Köylü bayanlar, “Zenginlerin tarlası bölünmesin diye bize bedel ödetiliyor” diyerek yolun ağaçsız alandan geçirilmesini istiyor. Ancak ağaç kesiti başladı.
“Sesimizi duyan yok mu?” diyen köylüler, tabiatlarını ve geçim kaynaklarını korumak için yetkililerden dayanak bekliyor.
“BÜTÜN VEKİLLERİME SESLENİYORUM”
Katliam bugün de jandarma eşliğinde başladı. Çaresizce topraklarının bir yol için katledilmesini isteyen köylü bayanlar, siyasetçilere davette bulundu.
“Bu ağaç mezarlığına karşı yanımızda durun” diyen köylü bayan, ağaçları kesen testerelerin sesinin ortasında şunları söz etti:
- “Orman mezarlığını, ağaç mezarlığını görüyorsunuz. Bütün vekillerime sesleniyorum. Bize bu katliamı izlettiriyorlar burada. Bizi kolluk kuvvetlerimizle karşı karşıya getirip, bu katliamı bizi izlememizi istiyorlar. Bakın karşıya. Ağaç mezarlığı. Burası bir mezarlık oldu artık. Bütün vekillerime, sayın Cumhurbaşkanım’a sesleniyorum. Bizi duyun, bizi görün! Nefesimizi kesiyorlar, oksijenimizi bitiriyorlar. Ağaçlarımızı öldürüyorlar. Lütfen bizi duyun. Sayın vekillerim sizlere sesleniyorum. Hepiniz bizi görün. Tüm herkesi, tüm milletvekillerimizi, herkese, bütün herkesi buraya çağırıyorum. Bize takviyeye çağırıyorum. Bu adaletsizliğe karşı bizim yanımızda durun. Bu ağaç mezarlığına karşı bizim yanımızda durun. Sizden tek isteğim bu. Herkesi buraya çağırıyorum.“
Jandarma kederini anlatmaya çalışan bir öbür köylü bayanda şunları söz etti:
“YALVARIYORUZ YAPMAYIN”
- “Biz ne yapalım? Bizim daha devletimize katkımız oluyor, kurban olduğum! Katkımız oluyor daha devletimize. Yapmayın Allah aşkına! Elinizi vicdanınıza alın! Yalvarıyoruz size, size Yalvarıyoruz ! Ekmeğimizi savunuyoruz, ekmeğimizi. Artık buradan çıktığı vakit, çocuklar, buradan çıktığı vakit zeytinliklerimize girecek. Biz makus bir şey yapmıyoruz. Bizim bu çocuklarımız ne olacak? Sorayım size, ne olacak bizim bu çocuklarımız? Karnını doyuramazsak, konutunu geçindiremezsek biz ne yapacağız? Kışın ne yapacağız? Hırsızlık mı yapayık?”

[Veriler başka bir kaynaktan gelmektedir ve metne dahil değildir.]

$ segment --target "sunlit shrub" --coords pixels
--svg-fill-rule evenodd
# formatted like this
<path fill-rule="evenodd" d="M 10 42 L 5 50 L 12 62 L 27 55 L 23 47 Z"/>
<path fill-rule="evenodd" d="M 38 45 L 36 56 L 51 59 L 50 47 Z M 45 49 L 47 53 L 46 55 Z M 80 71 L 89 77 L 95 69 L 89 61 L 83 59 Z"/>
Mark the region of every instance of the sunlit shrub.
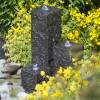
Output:
<path fill-rule="evenodd" d="M 30 12 L 22 8 L 17 12 L 14 25 L 6 36 L 7 43 L 4 46 L 9 60 L 22 65 L 31 63 L 31 18 Z"/>
<path fill-rule="evenodd" d="M 92 9 L 88 14 L 71 7 L 65 11 L 67 20 L 63 20 L 62 39 L 81 43 L 86 50 L 85 54 L 91 48 L 100 50 L 100 8 Z"/>
<path fill-rule="evenodd" d="M 36 91 L 28 95 L 28 100 L 80 100 L 81 88 L 91 84 L 87 79 L 100 72 L 99 55 L 76 62 L 74 68 L 60 67 L 55 76 L 48 76 L 42 71 L 40 75 L 49 81 L 37 84 Z"/>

Bir köylü kadının, Ziraat Bankası’ndan krediyle aldıkları tarlanın evvel yol geçmeyecek denilerek ipoteğe açıldığını, şimdi ise yol için kamulaştırıldığını belirterek yetkililere “Neden bu şerh kaldırıldı?” diye sorduğunu Halk TV gündeme taşımıştı.